Daimler hatte vor genau einer Woche Zahlen zum Quartalsgewinn als Ad Hoc-Mitteilung veröffentlicht. Heute nun hat Daimler offiziell seine kompletten Quartalszahlen veröffentlicht. Und diesem Bericht ist die interessante Tatsache zu entnehmen, dass Daimler es mitten in der Coronakrise geschafft hat denn Gewinn zu erhöhen, während er Umsatz deutlich schrumpft.

Daimler heute auch mit Umsatzzahlen

Egal ob EBITDA (Gewinn vor Zinsen, Steuern und Abschreibungen) oder bereinigtes EBITDA. Der Gewinn im 3. Quartal ist bei Daimler höher als im 3. Quartal 2019. Das EBITDA steigt von 2,69 auf 3,07 Milliarden Euro, das bereinigte EBITDA steigt von 3,14 auf 3,48 Milliarden Euro.
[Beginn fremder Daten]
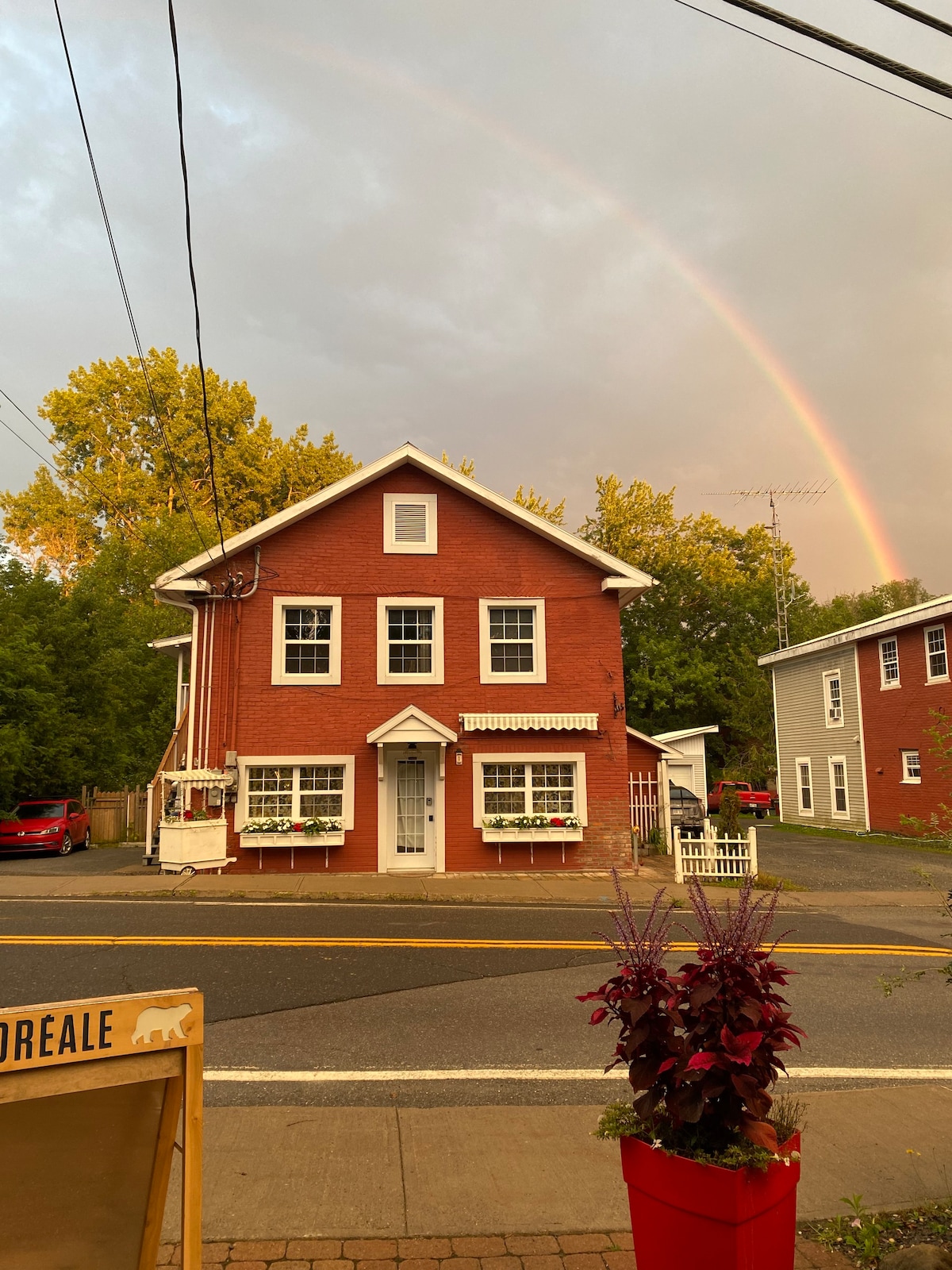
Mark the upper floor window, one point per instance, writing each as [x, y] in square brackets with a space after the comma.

Das letztliche Konzernergebnis belief sich auf 2.158 nach 1,81 Milliarden Euro im Vorjahr. Der Umsatz sinkt um 7 Prozent von 43,3 auf 40,3 Milliarden Euro. Der Fahrzeugabsatz sinkt um 8 Prozent von 839.300 auf 772.700 Stück. Weniger Fahrzeuge, weniger Umsatz, aber mehr Gewinn. Das kann sich sehen lassen gegenüber den Börsianern.

Hier auszugsweise aktuelle Aussagen von Daimler:

Aufgrund eines überzeugenden Produktportfolios und einer positiven Markterholung haben wir im dritten Quartal eine gute Geschäftsentwicklung verzeichnet. Wir haben unsere umfangreichen Maßnahmen zur Kostenkontrolle und zum Cash Management erfolgreich vorangetrieben. Mit diesem Schwung sind wir auf dem richtigen Weg, um unser Geschäft wetterfester zu machen. Die Transformation von Daimler ist allerdings ein Langstreckenrennen. Wir halten das Tempo weiter hoch – fokussiert und mit hoher Disziplin.“

Zum Ende des dritten Quartals lag die Nettoliquidität des Industriegeschäfts bei 13,1 (Ende Q2 2020: 9,5) Mrd. €. Der Free Cash Flow des Industriegeschäfts betrug 5.139 (Q3 2019: 2.819) Mio. €. Der bereinigte Free Cash Flow des Industriegeschäfts erreichte 5.345 (Q3 2019: 2.931) Mio. €.

Der hohe Free Cash Flow im dritten Quartal von rund 5,1 Mrd. € spiegelt die anhaltenden Maßnahmen zur Kostenreduzierung und zum Erhalt der Liquidität sowie die positive operative Geschäftsentwicklung in allen Geschäftsfeldern wider. Dazu trugen auch die Dividende des chinesischen Joint Ventures BBAC über 1,2 Mrd. €, positive Beiträge aus der Entwicklung des Working Capital sowie saisonale Einflüsse bei.

Letzte Woche Donnerstag Abend ging die Daimler-Aktie mit 46,84 Euro aus dem Handel, um dann letzten Freitag auf die Ad Hoc-Meldung höchst erfreut zu reagieren mit Kursen bis zu 49,60 Euro. Nach Kursrückgängen im Verlauf dieser Woche kann die Aktie heute wieder steigen auf aktuell 48,62 Euro. Im Vergleich zu Februar, vor dem Beginn des Börsencrash, notiert die Daimler-Aktie jetzt 5 Euro höher – heute ist es im Vergleich zu gestern ein Plus von 2,1 Prozent.